Cette année je me suis totalement refermée sur moi même, à refuser d’aller boire des verres ou des cafés tellement j’avais honte. Côté mec, n’en parlons pas c’était hors de question de me montrer comme ca devant un homme. Et puis je pense que pour entamer une relation saine il faut être bien dans son corps et dans sa tête donc inutile de commencer maintenant je ne serais pas moi même et risque d’avoir des comportements qui ne sont pas moins.
Côté accepter ses défauts, cela m’a permis d’accepter mes complexes car c’est mon corps et j’ai remarqué que toutes les filles qui s’acceptaient étaient belles même si elle ne rentraient pas dans les canons de beauté des magasines.
Par contre concernant l’acceptation de l’acné je n’y suis pas du tout. Je n’ai pas envie d’être « la fille avec les boutons ». Quand je me regarde dans le miroir avec ce visage pleins de cicatrices et boutons j’ai l’impression de ne pas me respecter dans le sens ou j’arrive pas à me venir en aide et à résoudre le problème.

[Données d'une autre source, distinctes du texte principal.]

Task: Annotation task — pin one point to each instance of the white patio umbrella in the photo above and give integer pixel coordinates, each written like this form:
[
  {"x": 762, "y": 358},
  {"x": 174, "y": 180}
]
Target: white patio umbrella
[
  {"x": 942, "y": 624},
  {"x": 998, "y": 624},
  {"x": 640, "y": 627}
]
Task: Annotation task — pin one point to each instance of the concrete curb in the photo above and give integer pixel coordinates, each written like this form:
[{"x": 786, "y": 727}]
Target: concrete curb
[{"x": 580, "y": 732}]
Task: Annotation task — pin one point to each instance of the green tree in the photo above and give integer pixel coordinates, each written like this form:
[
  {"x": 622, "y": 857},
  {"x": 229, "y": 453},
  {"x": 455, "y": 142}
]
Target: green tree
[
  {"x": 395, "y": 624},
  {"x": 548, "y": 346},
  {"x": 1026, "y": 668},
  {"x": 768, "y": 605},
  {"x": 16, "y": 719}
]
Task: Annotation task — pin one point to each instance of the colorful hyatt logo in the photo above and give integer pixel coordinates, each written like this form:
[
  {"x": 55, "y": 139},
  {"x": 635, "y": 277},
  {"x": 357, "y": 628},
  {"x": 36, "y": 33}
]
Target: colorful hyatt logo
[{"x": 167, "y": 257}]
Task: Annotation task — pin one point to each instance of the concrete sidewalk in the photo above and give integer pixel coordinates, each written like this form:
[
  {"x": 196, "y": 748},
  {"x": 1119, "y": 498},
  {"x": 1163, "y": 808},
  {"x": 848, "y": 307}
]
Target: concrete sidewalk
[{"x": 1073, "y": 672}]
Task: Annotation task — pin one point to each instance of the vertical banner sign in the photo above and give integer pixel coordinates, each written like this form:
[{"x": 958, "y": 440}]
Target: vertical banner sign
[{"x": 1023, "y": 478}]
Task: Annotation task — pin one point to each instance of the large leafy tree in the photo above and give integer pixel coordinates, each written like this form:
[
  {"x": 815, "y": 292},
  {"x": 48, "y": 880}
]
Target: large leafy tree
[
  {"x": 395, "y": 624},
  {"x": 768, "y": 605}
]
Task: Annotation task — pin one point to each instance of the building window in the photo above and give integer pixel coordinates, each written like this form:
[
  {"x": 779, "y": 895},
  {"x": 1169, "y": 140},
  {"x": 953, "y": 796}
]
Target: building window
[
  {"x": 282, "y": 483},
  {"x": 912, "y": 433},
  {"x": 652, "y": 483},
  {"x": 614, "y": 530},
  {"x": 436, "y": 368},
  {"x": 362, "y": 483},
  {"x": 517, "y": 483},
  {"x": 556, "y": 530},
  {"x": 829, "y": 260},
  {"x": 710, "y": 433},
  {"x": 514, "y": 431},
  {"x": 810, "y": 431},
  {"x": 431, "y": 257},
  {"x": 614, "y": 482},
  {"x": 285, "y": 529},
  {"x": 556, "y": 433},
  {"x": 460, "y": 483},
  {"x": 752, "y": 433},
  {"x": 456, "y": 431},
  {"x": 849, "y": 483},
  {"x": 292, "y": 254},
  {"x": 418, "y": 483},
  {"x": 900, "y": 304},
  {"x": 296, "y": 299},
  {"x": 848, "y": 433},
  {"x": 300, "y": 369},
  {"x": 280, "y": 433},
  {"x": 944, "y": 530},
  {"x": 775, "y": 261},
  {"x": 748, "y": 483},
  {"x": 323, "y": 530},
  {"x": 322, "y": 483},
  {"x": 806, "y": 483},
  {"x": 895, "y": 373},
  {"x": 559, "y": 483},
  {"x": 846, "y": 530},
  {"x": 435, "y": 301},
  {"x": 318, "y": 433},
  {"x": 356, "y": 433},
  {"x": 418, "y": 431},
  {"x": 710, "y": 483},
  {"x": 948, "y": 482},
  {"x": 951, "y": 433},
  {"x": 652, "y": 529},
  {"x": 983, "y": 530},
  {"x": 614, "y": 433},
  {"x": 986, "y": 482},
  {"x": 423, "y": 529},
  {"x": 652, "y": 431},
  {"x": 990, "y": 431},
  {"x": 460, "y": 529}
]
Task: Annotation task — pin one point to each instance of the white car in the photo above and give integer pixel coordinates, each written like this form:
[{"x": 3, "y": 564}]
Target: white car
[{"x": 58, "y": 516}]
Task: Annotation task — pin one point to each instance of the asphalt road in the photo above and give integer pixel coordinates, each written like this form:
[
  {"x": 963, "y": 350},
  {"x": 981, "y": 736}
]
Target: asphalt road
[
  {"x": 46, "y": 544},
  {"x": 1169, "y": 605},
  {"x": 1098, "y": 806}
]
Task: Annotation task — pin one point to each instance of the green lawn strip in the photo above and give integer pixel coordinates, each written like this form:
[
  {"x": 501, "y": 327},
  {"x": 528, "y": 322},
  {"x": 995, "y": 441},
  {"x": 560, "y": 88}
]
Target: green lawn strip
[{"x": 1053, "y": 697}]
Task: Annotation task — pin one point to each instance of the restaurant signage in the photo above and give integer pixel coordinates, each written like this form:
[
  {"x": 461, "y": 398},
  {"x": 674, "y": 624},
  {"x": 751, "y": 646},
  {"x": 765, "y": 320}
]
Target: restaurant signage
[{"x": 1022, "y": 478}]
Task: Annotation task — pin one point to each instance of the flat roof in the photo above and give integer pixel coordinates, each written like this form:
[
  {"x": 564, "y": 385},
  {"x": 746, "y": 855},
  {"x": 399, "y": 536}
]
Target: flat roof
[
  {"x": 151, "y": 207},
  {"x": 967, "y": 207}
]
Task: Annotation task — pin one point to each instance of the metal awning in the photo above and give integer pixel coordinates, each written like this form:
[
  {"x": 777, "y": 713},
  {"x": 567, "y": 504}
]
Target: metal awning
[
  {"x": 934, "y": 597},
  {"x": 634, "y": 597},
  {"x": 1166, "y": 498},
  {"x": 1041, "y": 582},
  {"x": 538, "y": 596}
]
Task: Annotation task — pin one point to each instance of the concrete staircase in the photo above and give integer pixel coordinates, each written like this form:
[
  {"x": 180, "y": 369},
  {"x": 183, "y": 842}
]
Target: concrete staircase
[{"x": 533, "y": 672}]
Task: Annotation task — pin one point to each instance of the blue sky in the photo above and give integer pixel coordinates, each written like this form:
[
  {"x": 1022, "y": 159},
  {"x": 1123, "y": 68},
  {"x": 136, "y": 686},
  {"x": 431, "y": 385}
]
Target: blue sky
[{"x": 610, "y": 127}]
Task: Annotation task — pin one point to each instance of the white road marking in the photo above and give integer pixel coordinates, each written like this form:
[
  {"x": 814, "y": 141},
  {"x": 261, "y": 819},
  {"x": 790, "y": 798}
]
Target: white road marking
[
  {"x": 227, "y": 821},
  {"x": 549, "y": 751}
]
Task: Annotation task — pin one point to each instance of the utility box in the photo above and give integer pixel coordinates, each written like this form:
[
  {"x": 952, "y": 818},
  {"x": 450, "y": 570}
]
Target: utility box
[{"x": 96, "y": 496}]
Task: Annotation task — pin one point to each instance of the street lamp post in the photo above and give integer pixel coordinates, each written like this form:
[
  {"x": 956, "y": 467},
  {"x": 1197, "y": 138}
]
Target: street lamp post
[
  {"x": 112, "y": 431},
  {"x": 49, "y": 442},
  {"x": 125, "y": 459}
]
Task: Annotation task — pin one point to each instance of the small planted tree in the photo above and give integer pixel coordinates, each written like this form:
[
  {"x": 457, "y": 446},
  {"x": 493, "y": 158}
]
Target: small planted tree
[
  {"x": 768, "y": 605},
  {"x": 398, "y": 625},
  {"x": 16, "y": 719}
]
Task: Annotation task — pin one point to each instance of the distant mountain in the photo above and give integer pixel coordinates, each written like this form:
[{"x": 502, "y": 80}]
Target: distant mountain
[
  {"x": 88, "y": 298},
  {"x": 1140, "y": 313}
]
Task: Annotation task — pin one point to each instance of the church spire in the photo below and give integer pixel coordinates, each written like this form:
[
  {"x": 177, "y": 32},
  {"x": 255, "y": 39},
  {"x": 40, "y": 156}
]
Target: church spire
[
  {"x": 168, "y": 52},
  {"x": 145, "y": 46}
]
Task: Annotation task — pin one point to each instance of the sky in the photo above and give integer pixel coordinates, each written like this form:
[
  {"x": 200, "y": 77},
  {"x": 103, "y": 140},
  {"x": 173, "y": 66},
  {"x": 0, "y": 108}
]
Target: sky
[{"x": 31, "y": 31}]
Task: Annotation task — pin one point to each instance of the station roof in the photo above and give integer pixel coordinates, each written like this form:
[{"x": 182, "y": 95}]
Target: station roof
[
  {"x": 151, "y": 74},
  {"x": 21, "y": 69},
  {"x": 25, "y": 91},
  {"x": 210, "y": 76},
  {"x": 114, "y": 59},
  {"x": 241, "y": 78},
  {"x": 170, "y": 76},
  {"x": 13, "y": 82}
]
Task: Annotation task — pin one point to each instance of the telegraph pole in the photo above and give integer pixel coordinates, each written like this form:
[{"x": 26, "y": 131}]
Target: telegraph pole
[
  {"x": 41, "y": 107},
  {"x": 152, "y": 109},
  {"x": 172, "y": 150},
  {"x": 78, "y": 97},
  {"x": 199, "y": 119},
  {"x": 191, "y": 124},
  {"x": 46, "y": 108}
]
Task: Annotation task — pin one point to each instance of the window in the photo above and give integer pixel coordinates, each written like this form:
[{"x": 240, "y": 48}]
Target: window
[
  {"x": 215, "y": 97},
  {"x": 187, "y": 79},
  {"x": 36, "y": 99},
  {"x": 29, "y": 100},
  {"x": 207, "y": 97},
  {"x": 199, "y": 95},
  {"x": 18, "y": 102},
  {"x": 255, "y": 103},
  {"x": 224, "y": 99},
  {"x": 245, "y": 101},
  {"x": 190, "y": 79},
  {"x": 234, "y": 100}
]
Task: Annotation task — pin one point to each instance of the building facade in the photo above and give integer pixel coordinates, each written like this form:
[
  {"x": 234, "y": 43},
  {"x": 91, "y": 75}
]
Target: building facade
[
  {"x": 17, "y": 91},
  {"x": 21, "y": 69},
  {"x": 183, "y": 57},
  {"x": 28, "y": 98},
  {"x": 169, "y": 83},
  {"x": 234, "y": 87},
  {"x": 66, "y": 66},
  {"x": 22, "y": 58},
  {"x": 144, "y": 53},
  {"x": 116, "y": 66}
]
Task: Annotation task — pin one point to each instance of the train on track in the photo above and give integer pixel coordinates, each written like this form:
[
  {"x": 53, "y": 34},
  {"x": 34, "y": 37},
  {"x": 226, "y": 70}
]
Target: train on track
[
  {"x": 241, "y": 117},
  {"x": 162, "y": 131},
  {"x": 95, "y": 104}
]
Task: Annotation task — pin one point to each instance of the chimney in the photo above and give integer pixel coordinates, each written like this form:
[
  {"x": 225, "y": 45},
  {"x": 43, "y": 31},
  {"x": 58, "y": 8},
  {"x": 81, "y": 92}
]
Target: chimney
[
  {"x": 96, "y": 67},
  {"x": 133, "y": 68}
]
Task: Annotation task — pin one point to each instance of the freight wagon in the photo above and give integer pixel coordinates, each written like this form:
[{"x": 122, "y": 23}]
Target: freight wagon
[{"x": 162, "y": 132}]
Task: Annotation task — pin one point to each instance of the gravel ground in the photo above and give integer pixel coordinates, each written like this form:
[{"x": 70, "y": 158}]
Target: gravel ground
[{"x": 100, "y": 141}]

J’arrive pas à me dire que les gens s’en moquent comme vous le dites. J’entends trop souvent mes amies dire « ah oui machin, celui qui à des boutons ? », se plaindre d’un bouton comme si c’était la fin du monde, entendre des garçons parler de d’autres filles en disant « c’est dommage elle est jolie mais elle a trop de chtars ». Ou encore ressèment un pote se plaignait d’avoir un bouton (même pas visible à l’oeil nu), je lui retorque « ca va me dit pas ca à moi », et lui de me dire « mais toi ca va t’a l’habitude ». J’en ai dix fois plus que lui et comme j’ai l’habitude c’est censé être plus facile ? No comment.
Il y a encore quelques semaines j’ai eu droit à des discours hallucinants de mes meilleures copines qui veulent « des cuisses plus fines, des seins plus gros, dix centimètres de plus, refaire leur nez », l’une c’est carrément mise à pleurer à cause de son physique (qui entre nous est très bien !!!!). Les deux sont en couple, et à les écouter j’avais l’impression qu’avec ma situation j’avais plus qu’à me suicider quoi.

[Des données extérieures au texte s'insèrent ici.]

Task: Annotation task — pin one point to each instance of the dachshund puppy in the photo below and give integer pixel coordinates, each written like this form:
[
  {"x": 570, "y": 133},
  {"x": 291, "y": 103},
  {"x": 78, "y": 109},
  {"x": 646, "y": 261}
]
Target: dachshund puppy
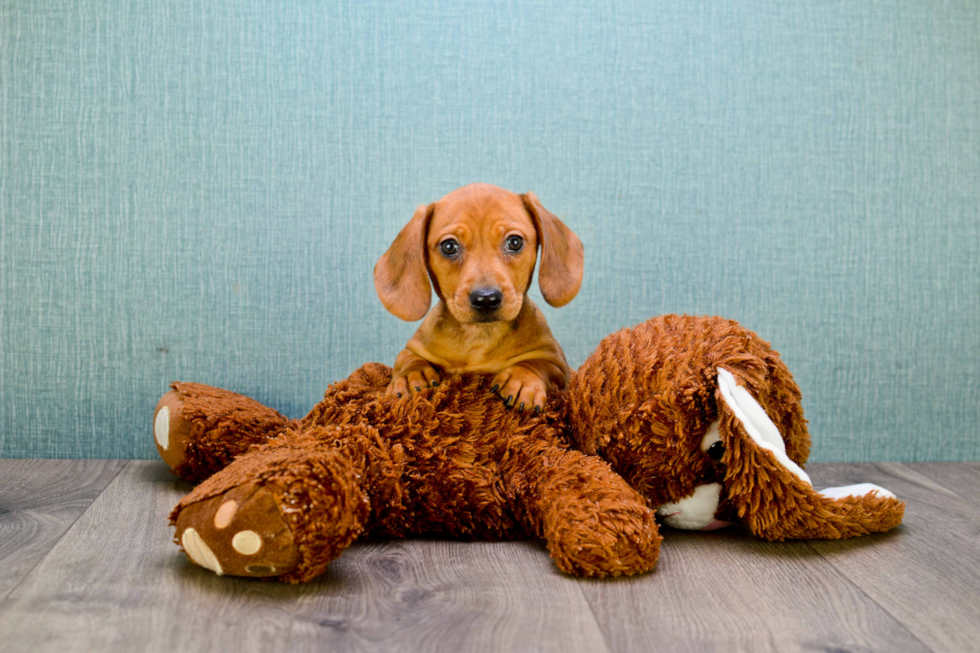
[{"x": 478, "y": 245}]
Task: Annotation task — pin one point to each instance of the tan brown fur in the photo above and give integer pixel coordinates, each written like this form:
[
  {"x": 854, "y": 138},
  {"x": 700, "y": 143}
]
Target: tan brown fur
[
  {"x": 585, "y": 475},
  {"x": 512, "y": 341}
]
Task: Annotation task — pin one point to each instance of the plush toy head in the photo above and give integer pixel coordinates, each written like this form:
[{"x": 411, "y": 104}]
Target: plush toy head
[{"x": 703, "y": 418}]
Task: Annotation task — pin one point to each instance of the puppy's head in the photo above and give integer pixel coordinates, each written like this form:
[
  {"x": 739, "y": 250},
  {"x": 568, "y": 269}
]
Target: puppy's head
[{"x": 478, "y": 245}]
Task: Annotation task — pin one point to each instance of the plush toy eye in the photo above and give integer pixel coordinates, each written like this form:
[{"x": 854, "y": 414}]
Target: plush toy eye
[
  {"x": 449, "y": 248},
  {"x": 716, "y": 451}
]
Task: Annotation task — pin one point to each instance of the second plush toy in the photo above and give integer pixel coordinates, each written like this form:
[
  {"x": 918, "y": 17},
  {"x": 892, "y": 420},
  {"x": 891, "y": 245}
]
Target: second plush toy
[{"x": 696, "y": 419}]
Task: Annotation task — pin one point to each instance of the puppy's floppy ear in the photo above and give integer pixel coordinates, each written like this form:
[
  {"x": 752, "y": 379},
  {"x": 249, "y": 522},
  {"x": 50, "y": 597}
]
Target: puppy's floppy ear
[
  {"x": 773, "y": 495},
  {"x": 562, "y": 254},
  {"x": 401, "y": 276}
]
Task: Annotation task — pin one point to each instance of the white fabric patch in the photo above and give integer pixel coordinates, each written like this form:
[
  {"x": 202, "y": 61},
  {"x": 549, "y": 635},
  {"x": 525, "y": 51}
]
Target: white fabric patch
[
  {"x": 756, "y": 422},
  {"x": 693, "y": 512},
  {"x": 225, "y": 513},
  {"x": 246, "y": 542},
  {"x": 199, "y": 551},
  {"x": 161, "y": 428},
  {"x": 858, "y": 490}
]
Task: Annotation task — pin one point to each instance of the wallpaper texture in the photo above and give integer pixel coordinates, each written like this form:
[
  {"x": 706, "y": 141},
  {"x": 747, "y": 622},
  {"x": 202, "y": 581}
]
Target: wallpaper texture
[{"x": 200, "y": 190}]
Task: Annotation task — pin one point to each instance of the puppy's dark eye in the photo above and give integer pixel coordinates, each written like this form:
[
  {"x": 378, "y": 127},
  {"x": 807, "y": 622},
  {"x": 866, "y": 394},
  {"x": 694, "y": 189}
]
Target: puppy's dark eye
[
  {"x": 449, "y": 248},
  {"x": 716, "y": 451}
]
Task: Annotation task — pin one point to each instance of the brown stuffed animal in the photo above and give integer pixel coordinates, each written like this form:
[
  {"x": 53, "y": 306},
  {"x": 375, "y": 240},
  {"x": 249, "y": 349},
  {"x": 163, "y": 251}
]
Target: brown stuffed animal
[{"x": 694, "y": 418}]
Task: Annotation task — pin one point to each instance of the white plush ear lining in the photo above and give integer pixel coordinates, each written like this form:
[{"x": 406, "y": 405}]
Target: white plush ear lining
[
  {"x": 756, "y": 422},
  {"x": 764, "y": 433}
]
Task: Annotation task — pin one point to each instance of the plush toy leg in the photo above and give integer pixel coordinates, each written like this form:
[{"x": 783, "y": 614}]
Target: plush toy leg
[
  {"x": 773, "y": 495},
  {"x": 199, "y": 429},
  {"x": 595, "y": 524},
  {"x": 284, "y": 512}
]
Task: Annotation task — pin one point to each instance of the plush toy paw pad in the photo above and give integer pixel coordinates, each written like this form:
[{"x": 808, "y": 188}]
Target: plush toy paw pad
[
  {"x": 170, "y": 430},
  {"x": 239, "y": 533},
  {"x": 199, "y": 551}
]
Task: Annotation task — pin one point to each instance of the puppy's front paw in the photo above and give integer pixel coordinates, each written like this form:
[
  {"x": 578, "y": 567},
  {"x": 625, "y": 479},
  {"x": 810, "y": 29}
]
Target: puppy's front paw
[
  {"x": 410, "y": 381},
  {"x": 521, "y": 387}
]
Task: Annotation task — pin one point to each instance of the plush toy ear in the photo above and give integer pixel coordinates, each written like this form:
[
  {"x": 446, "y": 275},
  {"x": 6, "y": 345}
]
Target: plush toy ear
[
  {"x": 401, "y": 276},
  {"x": 773, "y": 496},
  {"x": 562, "y": 254}
]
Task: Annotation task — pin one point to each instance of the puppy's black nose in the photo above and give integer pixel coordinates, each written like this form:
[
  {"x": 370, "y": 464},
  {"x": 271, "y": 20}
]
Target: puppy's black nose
[{"x": 486, "y": 300}]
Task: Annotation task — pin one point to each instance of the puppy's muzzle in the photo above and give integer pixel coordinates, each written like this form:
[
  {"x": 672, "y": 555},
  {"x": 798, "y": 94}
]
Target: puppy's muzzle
[{"x": 486, "y": 300}]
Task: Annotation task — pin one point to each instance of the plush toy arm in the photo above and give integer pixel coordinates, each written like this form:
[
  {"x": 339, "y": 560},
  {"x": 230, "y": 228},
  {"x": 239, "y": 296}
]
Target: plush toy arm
[
  {"x": 285, "y": 509},
  {"x": 595, "y": 524},
  {"x": 773, "y": 495},
  {"x": 199, "y": 429}
]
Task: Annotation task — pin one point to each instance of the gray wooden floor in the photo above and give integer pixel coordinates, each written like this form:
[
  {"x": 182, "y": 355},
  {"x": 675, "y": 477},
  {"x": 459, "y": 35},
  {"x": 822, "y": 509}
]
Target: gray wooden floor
[{"x": 87, "y": 564}]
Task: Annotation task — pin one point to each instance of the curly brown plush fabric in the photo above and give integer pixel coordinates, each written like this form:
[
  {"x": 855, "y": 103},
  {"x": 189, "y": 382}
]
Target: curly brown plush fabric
[{"x": 627, "y": 438}]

Bref, heureusement d’autres de mes amies qui me comprennent et me soutiennent, ainsi que ma famille qui n’a pas hésité à m’aider financièrement pour tester laser, peeling …
Je songe aussi à aller voir un psychologue histoire d’accepter mon acné, même si j’en suis très loin. Mais je vous admire vous qui arrivez à relativiser !!! j’espère en arriver là un jour, à défaut d’avoir éliminé mon acné.
Merci à ceux qui m’auront lu, et encore merci à toi miss blemish pour ce blog.